Auch wenn die meisten Muslime es vehement bestreiten, der Terror kommt wohl aus dem Herzen des Islam, direkt aus dem Koran. Er richtet sich gegen alle, die nicht nach den Regeln des Koran leben und handeln, also gegen Demokraten, Christen, Buddhisten, abendländisch inspirierte Denker und Wissenschaftler, gegen Agnostiker und Atheisten, so es sie denn noch gibt.

Und er richtet sich vor allem gegen Frauen. Er ist Judikative und Legislative zugleich. Er ist Grundlage und Handwerk des männerbündischen Islam, der mit aller Macht verhindern möchte, daß Frauen gleichberechtigt werden und ihre Jahrhunderte lange Unterjochung ein Ende findet. Er ist von Allah gegeben und also unangreifbar.

Aber da fragt sich ein armer deutscher Schweinefleischfresser doch, warum Allah (also Gott) eine derart hitzige Verteidigung von Menschenhand nötig hat. Man sollte doch meinen, daß ein Gott ohne Weiteres in der Lage sein müßte, für seine eigenen Belange einzutreten.

Und der Islam, der nun nichts, aber auch gar nichts mit dem Dialoggeschwafel unserer Politiker zu tun hat, dieser Islam hat einen Weltkrieg entfacht, den er jetzt nach Deutschland tragen will.
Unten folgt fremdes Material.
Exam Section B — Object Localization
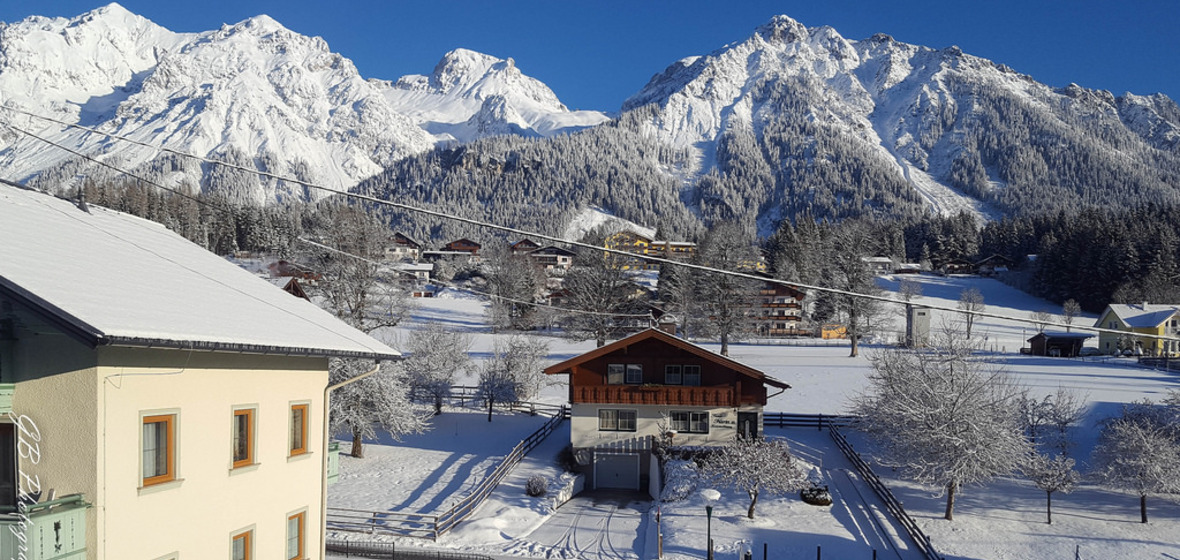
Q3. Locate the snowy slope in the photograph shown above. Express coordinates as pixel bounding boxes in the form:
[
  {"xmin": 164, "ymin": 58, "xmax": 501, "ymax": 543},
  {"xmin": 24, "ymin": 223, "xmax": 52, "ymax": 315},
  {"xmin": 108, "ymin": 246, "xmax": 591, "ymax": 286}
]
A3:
[
  {"xmin": 0, "ymin": 4, "xmax": 432, "ymax": 203},
  {"xmin": 382, "ymin": 48, "xmax": 608, "ymax": 141},
  {"xmin": 623, "ymin": 15, "xmax": 1180, "ymax": 217},
  {"xmin": 0, "ymin": 4, "xmax": 607, "ymax": 204}
]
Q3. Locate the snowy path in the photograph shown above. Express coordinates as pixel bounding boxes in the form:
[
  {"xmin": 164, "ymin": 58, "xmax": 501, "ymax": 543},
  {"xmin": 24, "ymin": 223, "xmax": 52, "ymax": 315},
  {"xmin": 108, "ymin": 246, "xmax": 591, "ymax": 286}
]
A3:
[
  {"xmin": 525, "ymin": 493, "xmax": 650, "ymax": 560},
  {"xmin": 767, "ymin": 428, "xmax": 922, "ymax": 560}
]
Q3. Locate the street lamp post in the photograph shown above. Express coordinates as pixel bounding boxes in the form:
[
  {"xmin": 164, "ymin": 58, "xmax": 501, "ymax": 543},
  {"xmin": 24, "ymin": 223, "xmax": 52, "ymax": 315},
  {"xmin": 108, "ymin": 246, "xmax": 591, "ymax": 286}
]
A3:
[
  {"xmin": 704, "ymin": 505, "xmax": 713, "ymax": 560},
  {"xmin": 701, "ymin": 488, "xmax": 721, "ymax": 560}
]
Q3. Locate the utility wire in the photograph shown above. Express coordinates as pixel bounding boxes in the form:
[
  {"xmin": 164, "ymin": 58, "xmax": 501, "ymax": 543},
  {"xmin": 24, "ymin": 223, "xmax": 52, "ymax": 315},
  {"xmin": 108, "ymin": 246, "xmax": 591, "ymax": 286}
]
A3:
[{"xmin": 0, "ymin": 105, "xmax": 1180, "ymax": 341}]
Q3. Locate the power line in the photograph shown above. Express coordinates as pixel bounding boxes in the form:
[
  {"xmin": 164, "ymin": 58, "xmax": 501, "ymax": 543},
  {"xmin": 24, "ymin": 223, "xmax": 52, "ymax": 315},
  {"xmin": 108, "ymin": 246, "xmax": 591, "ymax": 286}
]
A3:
[
  {"xmin": 0, "ymin": 105, "xmax": 1180, "ymax": 341},
  {"xmin": 4, "ymin": 119, "xmax": 232, "ymax": 212}
]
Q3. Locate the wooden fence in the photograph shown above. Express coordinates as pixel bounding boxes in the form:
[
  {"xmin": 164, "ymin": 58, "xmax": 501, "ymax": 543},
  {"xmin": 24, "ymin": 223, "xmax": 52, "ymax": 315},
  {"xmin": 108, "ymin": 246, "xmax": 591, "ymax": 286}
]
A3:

Ja, es ist ein Weltkrieg! Doch die Welt und allen voran die EU tut so, als wüßte sie immer noch nichts davon. Für viele Zeitgenossen schlagen immer noch hinten, weit in der Türkei, die Völker aufeinander ein. Es gibt in unserer vernetzten Welt aber kein „weit hinten“ mehr. Vielleicht noch ein „draußen vor der Tür“.  Der Totalitarismus, der uns hier begegnet, ist wahrscheinlich schlimmer als der Faschismus, denn er ist nicht das Ergebnis eines politischen oder eines Zivilisationsprozesses. Er entsteht in einem Raum, in dem nichts mehr an zivilisatorischen Fortschritt erinnert. Es wäre die Aufgabe jener Muslime, die in ihrer Religion mehr sehen als einen Entwurf für Barbarei, einzuschreiten. Doch sie tun es, wenn überhaupt, nur halbherzig. Der Islam habe mit Terror nichts zu tun, meint der türkische Ministerpräsident Recep Tayyip Erdogan. Andere politische Machthaber überbieten sich nach jedem Terrorakt im Verfassen von Beileidstelegrammen. Geradezu grotesk ist die Situation in Saudi-Arabien. Das Königreich zittert vor den Terroristen, die es selbst in die Welt gesetzt hat.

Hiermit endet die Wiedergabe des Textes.